Milling to provide a fine-grained slurry will then take place, before conversion to diammonium phosphate (DAP) fertiliser.
Processing tests conducted on Al Jalamid ores favour the use of flotation. Using a wax‑type reagent, the calcite and dolomite is floated from the phosphorate to produce 4.5 million tonnes per year (Mt/y) of concentrate averaging 32.5% P205 from 11.2 Mt/y of mined ore. Energy for the project will be made available via turbine generators fired by fuel oil, with an installed capacity of 28MW. The mining and processing are all designed to use the minimum of capital and cash costs in this remote area.
In any desert environment water is of primary concern. Extensive drilling has determined processing quality water is available from local boreholes. Hydrological modelling of the underlying Tawil aquifer has revealed a sustainable flow rate of 13 million m3 per year, more than sufficient for processing. A reverse osmosis plant will provide potable water.
The mine-produced concentrates will require transport to Jubail via a new rail link, where the Kingdom already has a plant capable of producing one million tonnes of DAP annually from imported phosphoric acid. This will require enlarging, including the sulphuric acid, ammonia and granulation plants, to convert the concentrate to DAP. These chemical plants will be become the largest in commercial operation, converting the 4.5 Mt/y of concentrates into 2.9 million tons per annum of DAP In brief, the phosphate concentrate will be dissolved in sulphuric acid to produce phosphoric acid (H3PO4) The sulphur from the acid combines with the calcium phosphate concentrate to form a solid waste product, gypsum (CaS04) separated by filters.

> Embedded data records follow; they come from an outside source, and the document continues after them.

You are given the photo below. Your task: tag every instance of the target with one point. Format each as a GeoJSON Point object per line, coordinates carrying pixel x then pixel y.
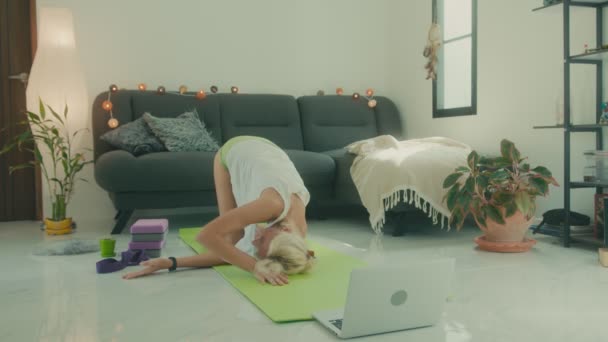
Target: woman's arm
{"type": "Point", "coordinates": [206, 259]}
{"type": "Point", "coordinates": [214, 235]}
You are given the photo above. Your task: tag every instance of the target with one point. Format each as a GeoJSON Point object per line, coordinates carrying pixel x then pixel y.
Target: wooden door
{"type": "Point", "coordinates": [19, 193]}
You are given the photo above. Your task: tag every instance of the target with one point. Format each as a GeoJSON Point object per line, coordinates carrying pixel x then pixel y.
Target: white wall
{"type": "Point", "coordinates": [263, 46]}
{"type": "Point", "coordinates": [297, 47]}
{"type": "Point", "coordinates": [520, 74]}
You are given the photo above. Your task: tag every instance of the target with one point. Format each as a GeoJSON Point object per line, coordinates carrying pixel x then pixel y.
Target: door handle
{"type": "Point", "coordinates": [23, 77]}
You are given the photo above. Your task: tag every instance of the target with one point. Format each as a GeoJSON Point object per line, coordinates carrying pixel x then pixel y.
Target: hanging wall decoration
{"type": "Point", "coordinates": [432, 46]}
{"type": "Point", "coordinates": [369, 96]}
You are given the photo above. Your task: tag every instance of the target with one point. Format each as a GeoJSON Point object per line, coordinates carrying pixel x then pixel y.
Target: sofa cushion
{"type": "Point", "coordinates": [314, 168]}
{"type": "Point", "coordinates": [120, 171]}
{"type": "Point", "coordinates": [330, 122]}
{"type": "Point", "coordinates": [344, 188]}
{"type": "Point", "coordinates": [343, 160]}
{"type": "Point", "coordinates": [184, 133]}
{"type": "Point", "coordinates": [274, 117]}
{"type": "Point", "coordinates": [134, 137]}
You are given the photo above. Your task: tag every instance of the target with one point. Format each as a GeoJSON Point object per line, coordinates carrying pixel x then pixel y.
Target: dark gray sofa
{"type": "Point", "coordinates": [313, 130]}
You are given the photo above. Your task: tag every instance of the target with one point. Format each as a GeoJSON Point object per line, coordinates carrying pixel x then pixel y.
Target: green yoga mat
{"type": "Point", "coordinates": [323, 288]}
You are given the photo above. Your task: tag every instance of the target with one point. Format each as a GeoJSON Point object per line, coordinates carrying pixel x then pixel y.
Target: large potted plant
{"type": "Point", "coordinates": [500, 194]}
{"type": "Point", "coordinates": [50, 141]}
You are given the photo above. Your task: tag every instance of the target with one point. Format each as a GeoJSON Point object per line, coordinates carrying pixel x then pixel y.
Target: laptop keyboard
{"type": "Point", "coordinates": [337, 323]}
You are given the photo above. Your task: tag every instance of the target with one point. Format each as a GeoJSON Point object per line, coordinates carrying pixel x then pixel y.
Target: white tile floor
{"type": "Point", "coordinates": [549, 294]}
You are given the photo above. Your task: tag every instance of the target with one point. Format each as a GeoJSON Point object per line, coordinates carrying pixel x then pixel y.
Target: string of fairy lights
{"type": "Point", "coordinates": [107, 105]}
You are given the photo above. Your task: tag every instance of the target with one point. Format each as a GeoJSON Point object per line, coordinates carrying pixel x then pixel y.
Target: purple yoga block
{"type": "Point", "coordinates": [149, 226]}
{"type": "Point", "coordinates": [146, 245]}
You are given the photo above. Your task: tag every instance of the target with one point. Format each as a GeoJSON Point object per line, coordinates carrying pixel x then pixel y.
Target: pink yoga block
{"type": "Point", "coordinates": [143, 226]}
{"type": "Point", "coordinates": [147, 245]}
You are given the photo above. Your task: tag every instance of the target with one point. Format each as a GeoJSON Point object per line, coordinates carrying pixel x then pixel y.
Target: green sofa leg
{"type": "Point", "coordinates": [122, 217]}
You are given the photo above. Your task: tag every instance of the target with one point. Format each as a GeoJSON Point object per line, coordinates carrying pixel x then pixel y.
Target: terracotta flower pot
{"type": "Point", "coordinates": [508, 237]}
{"type": "Point", "coordinates": [58, 227]}
{"type": "Point", "coordinates": [513, 230]}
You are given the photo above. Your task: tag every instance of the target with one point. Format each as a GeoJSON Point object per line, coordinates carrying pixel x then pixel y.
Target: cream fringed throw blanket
{"type": "Point", "coordinates": [387, 171]}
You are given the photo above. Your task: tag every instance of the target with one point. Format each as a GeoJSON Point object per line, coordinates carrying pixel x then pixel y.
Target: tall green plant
{"type": "Point", "coordinates": [61, 164]}
{"type": "Point", "coordinates": [495, 187]}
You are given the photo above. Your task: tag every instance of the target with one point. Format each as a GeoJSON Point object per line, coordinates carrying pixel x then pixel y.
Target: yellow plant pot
{"type": "Point", "coordinates": [58, 227]}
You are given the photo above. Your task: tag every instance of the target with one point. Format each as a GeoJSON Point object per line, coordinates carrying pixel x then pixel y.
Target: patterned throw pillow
{"type": "Point", "coordinates": [134, 137]}
{"type": "Point", "coordinates": [184, 133]}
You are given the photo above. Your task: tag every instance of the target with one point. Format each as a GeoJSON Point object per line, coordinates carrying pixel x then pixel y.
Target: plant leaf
{"type": "Point", "coordinates": [499, 175]}
{"type": "Point", "coordinates": [472, 160]}
{"type": "Point", "coordinates": [511, 209]}
{"type": "Point", "coordinates": [482, 182]}
{"type": "Point", "coordinates": [463, 200]}
{"type": "Point", "coordinates": [42, 111]}
{"type": "Point", "coordinates": [469, 185]}
{"type": "Point", "coordinates": [501, 198]}
{"type": "Point", "coordinates": [451, 180]}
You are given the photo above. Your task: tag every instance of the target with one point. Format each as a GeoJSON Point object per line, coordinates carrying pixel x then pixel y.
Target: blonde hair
{"type": "Point", "coordinates": [287, 253]}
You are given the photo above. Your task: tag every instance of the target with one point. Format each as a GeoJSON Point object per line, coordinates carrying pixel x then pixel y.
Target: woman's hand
{"type": "Point", "coordinates": [271, 277]}
{"type": "Point", "coordinates": [151, 266]}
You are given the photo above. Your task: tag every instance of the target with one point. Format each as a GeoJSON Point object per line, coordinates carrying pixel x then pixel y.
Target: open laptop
{"type": "Point", "coordinates": [383, 299]}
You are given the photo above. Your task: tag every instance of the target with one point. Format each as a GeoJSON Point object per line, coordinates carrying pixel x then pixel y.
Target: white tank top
{"type": "Point", "coordinates": [254, 166]}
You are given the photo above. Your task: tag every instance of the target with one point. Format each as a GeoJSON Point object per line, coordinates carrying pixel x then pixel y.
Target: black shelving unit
{"type": "Point", "coordinates": [597, 59]}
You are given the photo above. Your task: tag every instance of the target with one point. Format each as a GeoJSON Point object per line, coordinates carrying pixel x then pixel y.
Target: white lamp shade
{"type": "Point", "coordinates": [56, 76]}
{"type": "Point", "coordinates": [57, 79]}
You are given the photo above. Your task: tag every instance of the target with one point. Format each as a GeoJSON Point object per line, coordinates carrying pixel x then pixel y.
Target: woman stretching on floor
{"type": "Point", "coordinates": [255, 181]}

To the phosphoric acid, ammonia (NH3) from natural gas is added to produce diammonium phosphate or DAP This reaction produces a ‘soft solid that can be dried and granulated to about 3mm to form a easily-handled product. The typical DAP fertiliser is adjusted with a filler to arrive at the industry standard of 18-40-0 (N-P-K).

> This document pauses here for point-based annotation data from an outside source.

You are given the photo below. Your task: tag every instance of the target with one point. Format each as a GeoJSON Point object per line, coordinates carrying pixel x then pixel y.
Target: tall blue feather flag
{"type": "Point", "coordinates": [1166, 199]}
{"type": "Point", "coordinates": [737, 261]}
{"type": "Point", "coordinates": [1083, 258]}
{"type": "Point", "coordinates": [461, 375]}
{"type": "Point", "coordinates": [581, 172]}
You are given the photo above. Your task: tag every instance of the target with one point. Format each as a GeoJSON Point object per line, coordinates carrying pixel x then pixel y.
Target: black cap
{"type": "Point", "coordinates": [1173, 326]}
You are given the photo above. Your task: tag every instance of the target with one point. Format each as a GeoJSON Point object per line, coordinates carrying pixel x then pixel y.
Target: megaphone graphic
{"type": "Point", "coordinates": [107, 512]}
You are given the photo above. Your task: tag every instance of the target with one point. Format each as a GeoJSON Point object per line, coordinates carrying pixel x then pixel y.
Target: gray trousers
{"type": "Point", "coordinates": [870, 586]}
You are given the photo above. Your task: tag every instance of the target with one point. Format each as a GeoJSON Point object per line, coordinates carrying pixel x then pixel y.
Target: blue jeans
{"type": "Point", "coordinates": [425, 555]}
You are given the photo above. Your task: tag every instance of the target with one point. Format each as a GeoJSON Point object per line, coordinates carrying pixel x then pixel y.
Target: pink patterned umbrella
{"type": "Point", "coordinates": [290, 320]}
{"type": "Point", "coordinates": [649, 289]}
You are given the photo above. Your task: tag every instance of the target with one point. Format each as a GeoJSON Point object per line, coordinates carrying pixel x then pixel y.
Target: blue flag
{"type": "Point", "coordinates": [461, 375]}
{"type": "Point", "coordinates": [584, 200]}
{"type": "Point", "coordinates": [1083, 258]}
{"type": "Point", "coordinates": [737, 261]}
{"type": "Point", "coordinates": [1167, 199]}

To maintain the planned production of 2.9 Mt/y of DAP, four sulphuric acid plants, three phosphoric acid and three DAP plants will be required. However, Jubail already has a large industrial infrastructure with ready supplies of sulphur and natural gas from established petrochemical plants, together with electrical power and a skilled workforce, so the development of the necessary plants should be straightforward.
Throughout the development due regard has been paid to protecting the environment. At the mine site much of the process water in milling and flotation is recycled. The overburden and processed tailings are returned to the mine, infilling the cut ore panels. Sulphuric acid plant studies have revealed that less than 2kg of S02per tonne are produced - at the phosphoric acid plant less than 10 grams of fluorine per tonne of phosphoric acid are produced, while under 30g per tonne of fluorine are discharged from the DAP plant. These are well within the stringent standards of the US Environmental Protection Agency adopted by the project.
The cost of the entire project has been calculated at around US$2,500 million with the mine costing US$400 million and the railway link US$1,200 million. Sufficient funds exist within the Kingdom to implement this project, with the feasibility plans indicating a four year investment and construction programme to bring the project into operation and establish Ma’aden as a major player in the world phosphate industry. It would appear that supplies of fertiliser have been secured for years to come.